An interviewer holds a microphone towards Aniqa Islam.

In the fall of 2010, Aniqa Islam expects to join a master’s program focusing on the economic development of Third World nations, with an emphasis on raising living standards in these countries. But she’s already demonstrated her capacity for work on the graduate level—and beyond. Last April, when most of her classmates were finishing papers for their courses, she organized an unprecedented two-day gathering of students, academics, journalists, and policy makers––including Dr. M. Ishaq Nadiri, former senior economic advisor to Afghan President Karzai, and Dr. Ahmad Dawer Nadi, a 1988 QC graduate and president of the Afghan Peace Association––on the political and economic development of Afghanistan. Aniqa points out that the Queens campus was an ideal location for the conference. Flushing, the college’s home neighborhood, boasts the largest Afghan community in New York.

    The daughter of a retired Bangladeshi diplomat, Aniqa always paid attention to world affairs. At Queens College, she was able to pursue those interests further. She singles out two especially memorable instructors (and the courses she took with them): Mark Rosenblum (History), who taught “The Middle East and America: Clash of Civilizations or Meeting of the Minds,” and Irving Leonard Markovitz (Political Science), who taught “Politics of Development.” But whatever she was studying, the diversity of her professors and fellow undergraduates made “the learning experience just more intense,” she recalls.

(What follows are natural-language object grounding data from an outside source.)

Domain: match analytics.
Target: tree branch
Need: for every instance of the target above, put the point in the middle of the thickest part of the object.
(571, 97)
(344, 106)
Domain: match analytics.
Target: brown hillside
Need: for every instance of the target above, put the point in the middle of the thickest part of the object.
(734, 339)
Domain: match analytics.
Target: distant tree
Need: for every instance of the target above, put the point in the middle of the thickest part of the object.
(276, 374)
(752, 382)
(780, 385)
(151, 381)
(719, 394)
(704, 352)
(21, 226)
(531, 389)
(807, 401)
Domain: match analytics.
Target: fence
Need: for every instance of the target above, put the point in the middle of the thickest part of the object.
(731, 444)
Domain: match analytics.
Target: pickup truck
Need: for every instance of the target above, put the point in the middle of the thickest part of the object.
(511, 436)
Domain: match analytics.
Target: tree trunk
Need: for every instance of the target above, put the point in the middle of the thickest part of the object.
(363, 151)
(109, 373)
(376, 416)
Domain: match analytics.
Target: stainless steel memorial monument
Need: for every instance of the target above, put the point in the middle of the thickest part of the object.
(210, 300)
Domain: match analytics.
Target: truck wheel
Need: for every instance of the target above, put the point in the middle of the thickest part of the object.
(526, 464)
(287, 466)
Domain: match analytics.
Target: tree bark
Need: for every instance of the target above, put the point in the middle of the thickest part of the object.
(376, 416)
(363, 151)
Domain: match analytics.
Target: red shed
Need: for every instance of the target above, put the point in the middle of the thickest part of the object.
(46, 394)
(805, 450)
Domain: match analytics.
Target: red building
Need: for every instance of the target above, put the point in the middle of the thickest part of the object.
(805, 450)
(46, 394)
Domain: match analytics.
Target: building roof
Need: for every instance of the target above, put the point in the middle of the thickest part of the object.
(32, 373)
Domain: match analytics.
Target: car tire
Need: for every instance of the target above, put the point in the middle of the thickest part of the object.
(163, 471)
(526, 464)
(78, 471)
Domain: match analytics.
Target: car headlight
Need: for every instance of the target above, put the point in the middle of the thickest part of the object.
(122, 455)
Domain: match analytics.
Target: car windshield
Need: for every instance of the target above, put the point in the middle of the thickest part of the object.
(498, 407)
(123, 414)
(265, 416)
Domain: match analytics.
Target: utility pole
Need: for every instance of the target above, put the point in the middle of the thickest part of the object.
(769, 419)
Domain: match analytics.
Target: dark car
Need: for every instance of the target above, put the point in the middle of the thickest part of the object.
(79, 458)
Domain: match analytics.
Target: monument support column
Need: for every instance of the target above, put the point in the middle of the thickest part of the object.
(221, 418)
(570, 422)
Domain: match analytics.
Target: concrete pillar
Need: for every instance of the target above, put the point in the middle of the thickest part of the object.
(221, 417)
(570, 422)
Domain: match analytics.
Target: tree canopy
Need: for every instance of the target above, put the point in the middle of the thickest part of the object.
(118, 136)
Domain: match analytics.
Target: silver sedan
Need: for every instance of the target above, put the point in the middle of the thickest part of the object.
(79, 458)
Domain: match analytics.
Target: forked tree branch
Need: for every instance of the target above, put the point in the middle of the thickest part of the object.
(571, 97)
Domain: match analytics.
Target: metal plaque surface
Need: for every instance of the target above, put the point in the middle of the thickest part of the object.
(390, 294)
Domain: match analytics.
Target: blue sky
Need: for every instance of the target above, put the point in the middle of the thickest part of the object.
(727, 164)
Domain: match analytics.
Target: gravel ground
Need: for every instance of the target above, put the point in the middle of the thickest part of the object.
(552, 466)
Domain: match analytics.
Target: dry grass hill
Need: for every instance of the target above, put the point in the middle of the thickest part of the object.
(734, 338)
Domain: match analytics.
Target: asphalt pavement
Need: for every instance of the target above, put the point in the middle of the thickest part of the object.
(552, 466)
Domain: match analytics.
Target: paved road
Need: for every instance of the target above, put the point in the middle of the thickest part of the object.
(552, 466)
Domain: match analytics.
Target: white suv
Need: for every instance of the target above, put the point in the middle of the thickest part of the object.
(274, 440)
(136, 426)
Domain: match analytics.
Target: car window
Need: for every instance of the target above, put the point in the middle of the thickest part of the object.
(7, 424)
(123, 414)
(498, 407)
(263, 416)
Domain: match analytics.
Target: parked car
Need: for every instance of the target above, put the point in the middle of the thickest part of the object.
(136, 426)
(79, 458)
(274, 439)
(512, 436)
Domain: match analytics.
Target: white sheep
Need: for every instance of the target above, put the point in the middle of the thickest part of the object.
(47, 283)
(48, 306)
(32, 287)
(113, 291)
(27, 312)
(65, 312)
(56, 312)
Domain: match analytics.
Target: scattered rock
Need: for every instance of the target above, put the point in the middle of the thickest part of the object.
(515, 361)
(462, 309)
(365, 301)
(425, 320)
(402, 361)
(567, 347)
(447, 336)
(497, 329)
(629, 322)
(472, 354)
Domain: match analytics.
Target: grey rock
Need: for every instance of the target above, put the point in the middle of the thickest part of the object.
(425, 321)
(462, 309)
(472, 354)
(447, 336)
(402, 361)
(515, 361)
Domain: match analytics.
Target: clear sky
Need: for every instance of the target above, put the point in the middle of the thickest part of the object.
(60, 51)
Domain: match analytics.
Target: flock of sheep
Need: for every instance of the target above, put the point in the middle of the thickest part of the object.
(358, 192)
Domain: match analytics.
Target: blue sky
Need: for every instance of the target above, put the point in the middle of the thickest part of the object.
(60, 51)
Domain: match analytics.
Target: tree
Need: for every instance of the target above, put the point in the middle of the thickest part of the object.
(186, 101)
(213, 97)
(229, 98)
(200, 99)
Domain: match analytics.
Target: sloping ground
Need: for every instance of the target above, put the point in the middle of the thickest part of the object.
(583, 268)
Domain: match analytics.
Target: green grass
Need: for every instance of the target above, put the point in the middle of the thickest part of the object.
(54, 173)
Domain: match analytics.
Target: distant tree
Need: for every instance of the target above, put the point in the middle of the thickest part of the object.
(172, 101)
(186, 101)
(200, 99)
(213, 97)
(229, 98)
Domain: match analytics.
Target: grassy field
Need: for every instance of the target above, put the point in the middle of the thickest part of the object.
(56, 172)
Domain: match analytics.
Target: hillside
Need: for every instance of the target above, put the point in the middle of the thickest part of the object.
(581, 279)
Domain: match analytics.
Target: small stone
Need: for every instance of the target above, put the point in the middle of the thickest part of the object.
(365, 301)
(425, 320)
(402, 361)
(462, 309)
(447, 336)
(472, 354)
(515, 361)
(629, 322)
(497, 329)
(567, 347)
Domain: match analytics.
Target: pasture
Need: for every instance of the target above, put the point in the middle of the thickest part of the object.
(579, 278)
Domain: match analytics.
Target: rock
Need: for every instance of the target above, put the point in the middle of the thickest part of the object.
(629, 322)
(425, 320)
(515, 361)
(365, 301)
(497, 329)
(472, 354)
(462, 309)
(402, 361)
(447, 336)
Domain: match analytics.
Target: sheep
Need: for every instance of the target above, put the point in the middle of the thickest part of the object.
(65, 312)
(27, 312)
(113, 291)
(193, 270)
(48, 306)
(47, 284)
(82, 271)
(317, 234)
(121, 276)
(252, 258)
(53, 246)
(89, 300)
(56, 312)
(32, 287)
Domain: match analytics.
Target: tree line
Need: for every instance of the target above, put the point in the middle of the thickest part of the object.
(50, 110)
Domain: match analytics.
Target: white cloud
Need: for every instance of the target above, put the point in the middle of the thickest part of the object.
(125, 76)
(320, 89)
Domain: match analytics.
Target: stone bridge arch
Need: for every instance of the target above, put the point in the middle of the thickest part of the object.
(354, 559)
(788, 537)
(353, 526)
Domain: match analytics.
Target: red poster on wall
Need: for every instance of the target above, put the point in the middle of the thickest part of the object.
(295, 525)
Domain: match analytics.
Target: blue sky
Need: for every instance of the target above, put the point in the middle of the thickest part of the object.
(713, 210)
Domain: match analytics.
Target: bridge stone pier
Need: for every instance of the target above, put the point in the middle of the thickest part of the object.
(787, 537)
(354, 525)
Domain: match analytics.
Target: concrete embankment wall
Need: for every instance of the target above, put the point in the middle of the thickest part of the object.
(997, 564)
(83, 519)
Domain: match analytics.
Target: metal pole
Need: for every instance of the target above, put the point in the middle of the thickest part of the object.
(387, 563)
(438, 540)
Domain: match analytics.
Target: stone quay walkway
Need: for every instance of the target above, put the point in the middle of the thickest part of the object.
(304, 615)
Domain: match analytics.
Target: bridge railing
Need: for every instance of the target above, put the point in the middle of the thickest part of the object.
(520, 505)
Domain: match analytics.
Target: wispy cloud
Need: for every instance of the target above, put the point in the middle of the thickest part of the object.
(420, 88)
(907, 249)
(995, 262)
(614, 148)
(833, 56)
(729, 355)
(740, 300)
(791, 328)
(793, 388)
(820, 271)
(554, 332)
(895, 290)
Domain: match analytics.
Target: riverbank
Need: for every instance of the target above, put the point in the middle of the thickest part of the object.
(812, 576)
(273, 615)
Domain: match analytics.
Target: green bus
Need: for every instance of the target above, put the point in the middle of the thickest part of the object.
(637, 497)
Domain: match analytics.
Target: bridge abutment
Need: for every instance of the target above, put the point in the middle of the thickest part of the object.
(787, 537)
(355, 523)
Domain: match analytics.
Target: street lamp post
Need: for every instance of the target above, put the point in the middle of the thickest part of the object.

Aniqa’s learning experiences weren’t restricted to the classroom. She was student coordinator of the Democracy Matters seminar and founded a club, Students for a Democratic Society (not to be confused with the radical group form the 1960s). She was also active in both the Queens chapter of the Model UN and the Academic Senate. As a Jeannette K. Watson Fellow, she held summer internships at organizations committed to positive social change, such as the United Nations Population Fund and the New York City Global Partners. This summer, she is interning at the Conference Board, a nonprofit group that does research on global business and management practices.

Book Everyone Should Read: Europe and the People Without a History by Eric Wolfe.

Favorite Music: Outlandish, a Danish trio (with musicians from Cuba, Morocco, and Pakistan) that makes socially conscious hip-hop and r&b

Surprising Fact: As a child she met President Nelson Mandela of South Africa and did not know who he was. Ten years later she read his autobiography and was amazed that she had been introduced to him as a 10-year-old at a diplomatic function.